# Support Vector Machines

One thing SVMs are very good at is text classification.

The goal here is to determine whether a tweet was written by a Democratic or Republican politician, using just the text of the tweet.

`sklearn` library is used in this exercise.

The data has three fields:

| Feature 	| Description               	|
|---------	|---------------------------	|
|   Party 	| Democrat or Republican    	|
|  Handle 	| The author's Twitter name 	|
|   Tweet 	| The text of the tweet     	|

In [4]:
import pandas as pd

data = pd.read_csv('data/tweets.csv')

# Training an SVM on a lot of data with a lot of features can take a few minutes,
# so to keep things speedy here we will use a subset of the data.
data = data.sample(5000, random_state=5)

data.head()

Unnamed: 0,Party,Handle,Tweet
4098,Democrat,RepStephMurphy,"RT @SSNAlerts: .@RepStephMurphy's, Mike Kelly'..."
39638,Democrat,cbrangel,America is greater thx to contributions of Lat...
44277,Republican,RepPaulMitchell,Speaking to @therealnmma this morning about my...
70181,Republican,RepDavid,RT @DodieLondenEIPS: Congratulations to Britta...
32440,Democrat,BennieGThompson,"Republicans control the House, Senate and Whit..."


## Looking at the data

How many politicians do we have tweets from, per party?

(Not how many tweets per party!)

In [5]:
data.drop_duplicates(subset='Handle')['Party'].value_counts()

Republican    222
Democrat      211
Name: Party, dtype: int64

And how many tweets per politician?

In [6]:
data.groupby('Handle')['Tweet'].agg('count')

Handle
AGBecerra          16
AlanGrayson        18
AnthonyBrownMD4     5
AustinScottGA08     9
BennieGThompson     6
                   ..
reppittenger       15
repsandylevin      11
rosadelauro        12
sethmoulton         9
virginiafoxx        7
Name: Tweet, Length: 433, dtype: int64

## Working with text data

The features for an SVM can't be words or whole tweets. We need a numerical representation for the words in the texts. One method is to transform the text into TF-IDF vectors.

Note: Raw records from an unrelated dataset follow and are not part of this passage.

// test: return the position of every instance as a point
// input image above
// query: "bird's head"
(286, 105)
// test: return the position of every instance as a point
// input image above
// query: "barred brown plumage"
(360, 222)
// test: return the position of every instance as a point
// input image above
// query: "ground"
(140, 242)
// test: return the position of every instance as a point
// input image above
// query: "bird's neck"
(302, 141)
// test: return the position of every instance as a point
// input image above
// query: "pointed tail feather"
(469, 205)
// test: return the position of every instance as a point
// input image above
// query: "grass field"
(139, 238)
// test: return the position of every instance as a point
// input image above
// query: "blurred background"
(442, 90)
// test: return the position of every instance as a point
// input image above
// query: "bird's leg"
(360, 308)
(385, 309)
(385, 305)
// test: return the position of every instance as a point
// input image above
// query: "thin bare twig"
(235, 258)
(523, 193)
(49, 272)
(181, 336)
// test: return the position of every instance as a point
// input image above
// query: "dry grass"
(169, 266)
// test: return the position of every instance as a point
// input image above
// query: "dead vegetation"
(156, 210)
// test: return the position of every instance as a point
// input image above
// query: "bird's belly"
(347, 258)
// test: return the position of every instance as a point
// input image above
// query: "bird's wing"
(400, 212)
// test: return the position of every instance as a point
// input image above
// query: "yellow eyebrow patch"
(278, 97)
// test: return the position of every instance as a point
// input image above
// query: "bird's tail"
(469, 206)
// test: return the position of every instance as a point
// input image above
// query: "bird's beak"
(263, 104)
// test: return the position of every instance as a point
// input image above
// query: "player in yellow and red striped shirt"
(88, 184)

It will take the tweets, tokenise them into words (using a special tokeniser that knows how best to split up tweets), remove stop words (very common words like "the" and "and", which do not really contribute to the meaning of a tweet much) then it will create a sparse matrix representation of all the tweets. Each row is a single tweet, each column is a word in the vocabulary of all the tweets.

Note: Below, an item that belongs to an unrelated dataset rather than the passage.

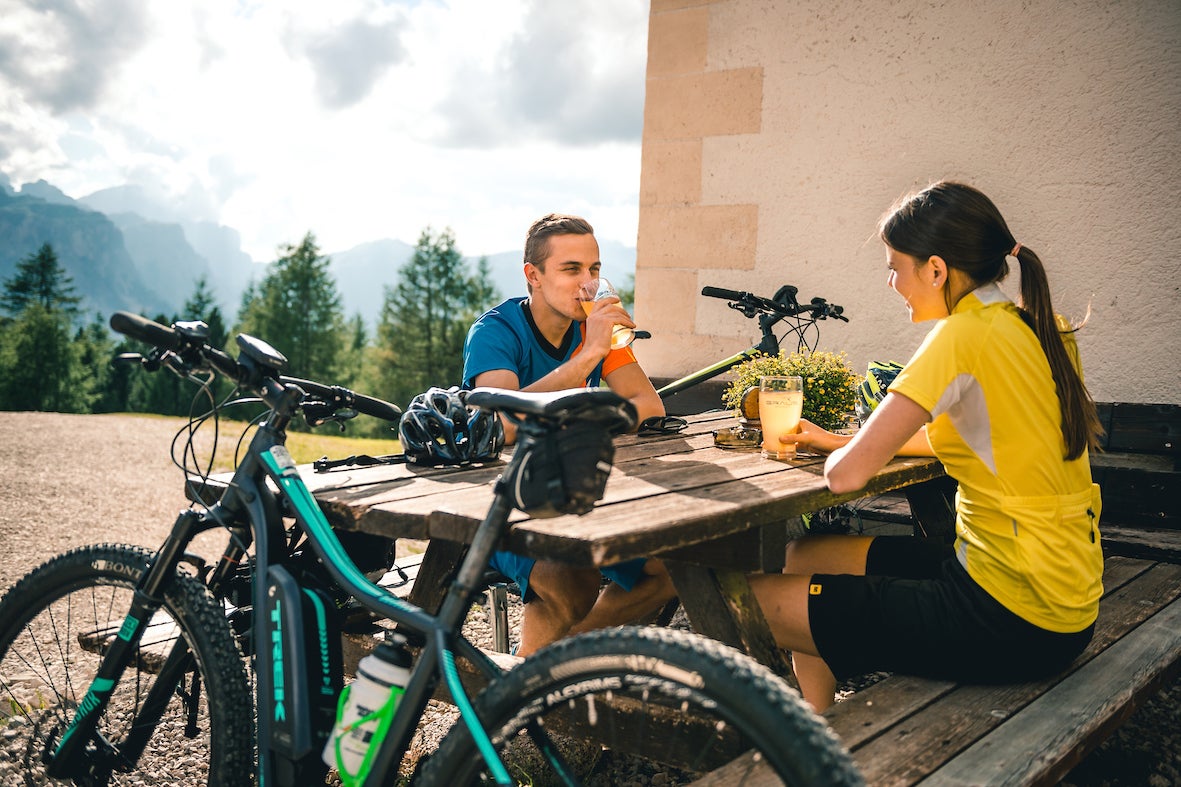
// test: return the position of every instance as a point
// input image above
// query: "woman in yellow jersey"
(996, 396)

It only uses the 5000 most common words - using all ~200k words would take a long time to train a model.

(This will take a few seconds!)

In [13]:
# you need to install twokenize. You can run this cell only once
!pip install twokenize

Looking in indexes: https://pypi.org/simple, https://us-python.pkg.dev/colab-wheels/public/simple/


In [14]:
import twokenize
from sklearn.feature_extraction.text import TfidfVectorizer

transformer = TfidfVectorizer(tokenizer=twokenize.tokenizeRawTweetText, stop_words='english', max_features=5000)
tweet_vecs = transformer.fit_transform(data['Tweet'])

tweet_vecs

<5000x5000 sparse matrix of type '<class 'numpy.float64'>'
	with 53445 stored elements in Compressed Sparse Row format>

In [15]:
# Some words in the vocabulary and their IDs

list(transformer.vocabulary_.items())[0:10]

[('rt', 4015),
 (':', 503),
 ('.', 325),
 (',', 318),
 ('mike', 3219),
 ('cracking', 1671),
 ('house', 2625),
 ('…', 4977),
 ('america', 985),
 ('greater', 2422)]

## Setting up the data

As is standard, we will use some of our data for training the model and some of it for evaluating it. This gives a better idea of how well the model can generalise to unseen data, rather than simply overfitting to the data it has seen.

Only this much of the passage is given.